There are two keys on the keyboard next to the arrows that I haven't figured out. Each one looks like a page with the corner bent over, with one having an arrow pointing to the left, and the other having an arrow pointing to the right. I don't know what they were supposed to do in the Wild Wacky World of Windows, but it would be kind of cool if I could map them to something in Linux, like switching virtual desktop. The arrow keys are in a decent place, but I still haven't gotten used to the odd placement of the Insert, Delete, Home, End, PgUp and PgDn keys. I imagine that will come with time. It always takes time getting used to a new keyboard. The fact that this keyboard is slightly smaller than the Vaio took about a week to get used to.
There are three USB ports on this guy, two on the left side and one on the right. I have had zero problems with them. I also have a firewire port on the front. I have had zero need to test it. I did note with some dismay that it is the mini variety, which has given me no end to troubles in the past. I don't expect to use it in the future.
In short, while there is some hardware that I'm probably not ever going to bother with, but with the exception of the ThinkVantage button, the stuff that matters all works with Ubuntu.
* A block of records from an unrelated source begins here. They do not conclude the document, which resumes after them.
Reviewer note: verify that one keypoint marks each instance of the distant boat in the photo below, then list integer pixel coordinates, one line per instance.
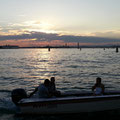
(9, 47)
(70, 103)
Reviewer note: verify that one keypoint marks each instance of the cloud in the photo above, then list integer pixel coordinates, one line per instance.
(108, 34)
(48, 37)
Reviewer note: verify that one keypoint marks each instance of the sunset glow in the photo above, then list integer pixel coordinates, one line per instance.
(66, 21)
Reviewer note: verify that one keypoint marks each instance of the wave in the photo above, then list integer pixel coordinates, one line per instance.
(5, 91)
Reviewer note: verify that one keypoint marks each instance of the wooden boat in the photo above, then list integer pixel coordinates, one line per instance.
(70, 103)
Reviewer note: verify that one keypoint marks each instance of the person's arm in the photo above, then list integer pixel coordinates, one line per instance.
(36, 89)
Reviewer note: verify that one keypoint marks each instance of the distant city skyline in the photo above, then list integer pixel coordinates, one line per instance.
(56, 22)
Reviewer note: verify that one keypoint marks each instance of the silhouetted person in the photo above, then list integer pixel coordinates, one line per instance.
(98, 88)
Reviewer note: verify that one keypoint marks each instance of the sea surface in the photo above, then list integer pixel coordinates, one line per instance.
(74, 69)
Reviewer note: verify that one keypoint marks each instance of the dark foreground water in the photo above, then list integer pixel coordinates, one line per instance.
(74, 70)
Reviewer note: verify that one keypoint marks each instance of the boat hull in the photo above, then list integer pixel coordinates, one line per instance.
(70, 105)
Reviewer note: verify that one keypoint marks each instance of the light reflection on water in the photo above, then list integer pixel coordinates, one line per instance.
(73, 69)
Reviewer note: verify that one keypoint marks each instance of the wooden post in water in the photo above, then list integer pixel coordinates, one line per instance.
(78, 45)
(48, 48)
(116, 49)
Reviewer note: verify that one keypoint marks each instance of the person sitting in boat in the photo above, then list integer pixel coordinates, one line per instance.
(42, 90)
(52, 87)
(98, 88)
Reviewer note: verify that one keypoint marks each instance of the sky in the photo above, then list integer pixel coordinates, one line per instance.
(56, 22)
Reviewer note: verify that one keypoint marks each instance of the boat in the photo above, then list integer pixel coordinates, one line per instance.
(69, 103)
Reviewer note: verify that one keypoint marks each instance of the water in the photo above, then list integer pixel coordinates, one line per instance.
(73, 69)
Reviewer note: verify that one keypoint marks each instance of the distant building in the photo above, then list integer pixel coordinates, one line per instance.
(9, 47)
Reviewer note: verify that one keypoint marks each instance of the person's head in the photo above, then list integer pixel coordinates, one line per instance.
(46, 82)
(52, 79)
(98, 80)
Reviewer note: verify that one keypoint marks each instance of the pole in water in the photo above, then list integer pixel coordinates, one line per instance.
(116, 49)
(78, 46)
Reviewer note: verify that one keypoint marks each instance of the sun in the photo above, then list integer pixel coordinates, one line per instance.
(41, 26)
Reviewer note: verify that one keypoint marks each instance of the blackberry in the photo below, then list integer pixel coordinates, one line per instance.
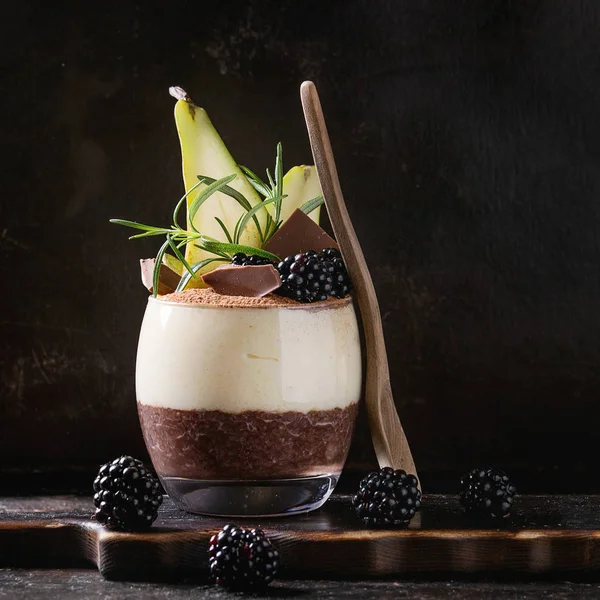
(242, 558)
(243, 260)
(312, 276)
(387, 497)
(487, 492)
(126, 495)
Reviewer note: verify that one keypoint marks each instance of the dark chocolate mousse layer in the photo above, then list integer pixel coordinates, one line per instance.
(211, 444)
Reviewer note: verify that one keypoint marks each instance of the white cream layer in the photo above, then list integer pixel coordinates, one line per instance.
(238, 359)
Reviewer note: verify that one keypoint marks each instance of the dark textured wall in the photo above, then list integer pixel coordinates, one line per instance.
(467, 135)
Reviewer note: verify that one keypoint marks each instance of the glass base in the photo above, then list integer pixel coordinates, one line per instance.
(273, 497)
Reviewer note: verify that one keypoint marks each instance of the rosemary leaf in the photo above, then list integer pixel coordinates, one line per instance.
(230, 249)
(179, 255)
(136, 225)
(185, 279)
(206, 193)
(271, 181)
(250, 214)
(256, 182)
(225, 231)
(157, 263)
(180, 203)
(242, 201)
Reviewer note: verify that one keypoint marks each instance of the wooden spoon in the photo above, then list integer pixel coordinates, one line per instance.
(389, 440)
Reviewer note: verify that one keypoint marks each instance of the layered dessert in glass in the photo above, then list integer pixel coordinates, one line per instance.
(248, 372)
(254, 412)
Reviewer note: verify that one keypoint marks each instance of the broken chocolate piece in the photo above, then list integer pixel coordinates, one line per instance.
(167, 279)
(299, 233)
(253, 281)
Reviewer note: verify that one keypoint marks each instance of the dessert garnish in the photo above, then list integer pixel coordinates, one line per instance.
(229, 209)
(299, 234)
(168, 280)
(126, 495)
(254, 281)
(387, 498)
(313, 276)
(242, 559)
(487, 492)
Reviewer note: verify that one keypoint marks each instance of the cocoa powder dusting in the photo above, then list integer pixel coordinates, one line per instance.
(210, 297)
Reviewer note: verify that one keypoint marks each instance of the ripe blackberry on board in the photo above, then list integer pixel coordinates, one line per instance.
(126, 495)
(487, 492)
(387, 498)
(242, 559)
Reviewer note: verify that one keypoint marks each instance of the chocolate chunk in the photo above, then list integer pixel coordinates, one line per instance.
(253, 281)
(167, 279)
(299, 233)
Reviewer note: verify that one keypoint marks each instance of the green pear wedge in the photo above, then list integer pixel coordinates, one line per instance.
(301, 184)
(203, 152)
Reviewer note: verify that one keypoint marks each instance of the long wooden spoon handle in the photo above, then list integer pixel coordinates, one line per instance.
(389, 440)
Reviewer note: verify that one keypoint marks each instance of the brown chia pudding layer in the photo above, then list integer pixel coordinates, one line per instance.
(251, 445)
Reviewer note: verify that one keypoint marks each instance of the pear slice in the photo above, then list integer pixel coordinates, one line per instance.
(173, 263)
(301, 184)
(203, 152)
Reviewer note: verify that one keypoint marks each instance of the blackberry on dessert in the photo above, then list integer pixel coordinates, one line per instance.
(126, 495)
(313, 276)
(243, 260)
(387, 498)
(487, 492)
(242, 559)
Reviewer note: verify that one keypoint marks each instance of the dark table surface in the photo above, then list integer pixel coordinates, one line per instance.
(69, 584)
(576, 512)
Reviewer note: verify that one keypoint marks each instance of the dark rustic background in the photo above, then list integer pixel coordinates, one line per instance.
(467, 135)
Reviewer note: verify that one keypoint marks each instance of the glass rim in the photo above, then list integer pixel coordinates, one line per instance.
(314, 306)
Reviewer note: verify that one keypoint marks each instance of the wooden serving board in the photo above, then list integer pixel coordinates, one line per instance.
(548, 535)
With the exception of the misplaced touchpad that my right palm keeps touching as I type, I find myself far more productive than I ever was on my Vaio, even though the processor is only slightly faster, the hard drive is only slightly larger, the keyboard is just slightly smaller, and the screen is just slightly wider.
All in all, this seems to be a great notebook for just about any Linux user. In fact, Linux seems to work even better on it than the copy of Windows that it actually shipped with. I wish that Newegg could sell an Ubuntu version of this guy, saving me the cost of the Microsoft tax. I'm increasingly starting to wonder how anybody takes Windows seriously anymore. It lost out to Linux in the server arena long ago (if indeed it ever was ahead), and now it's started to lose out in the desktop world as well. I guess now I'm getting preachy. Sorry about that. The point is, if you're looking for a good notebook to run Linux, I don't see how you could go wrong with a Thinkpad, especially the R61i.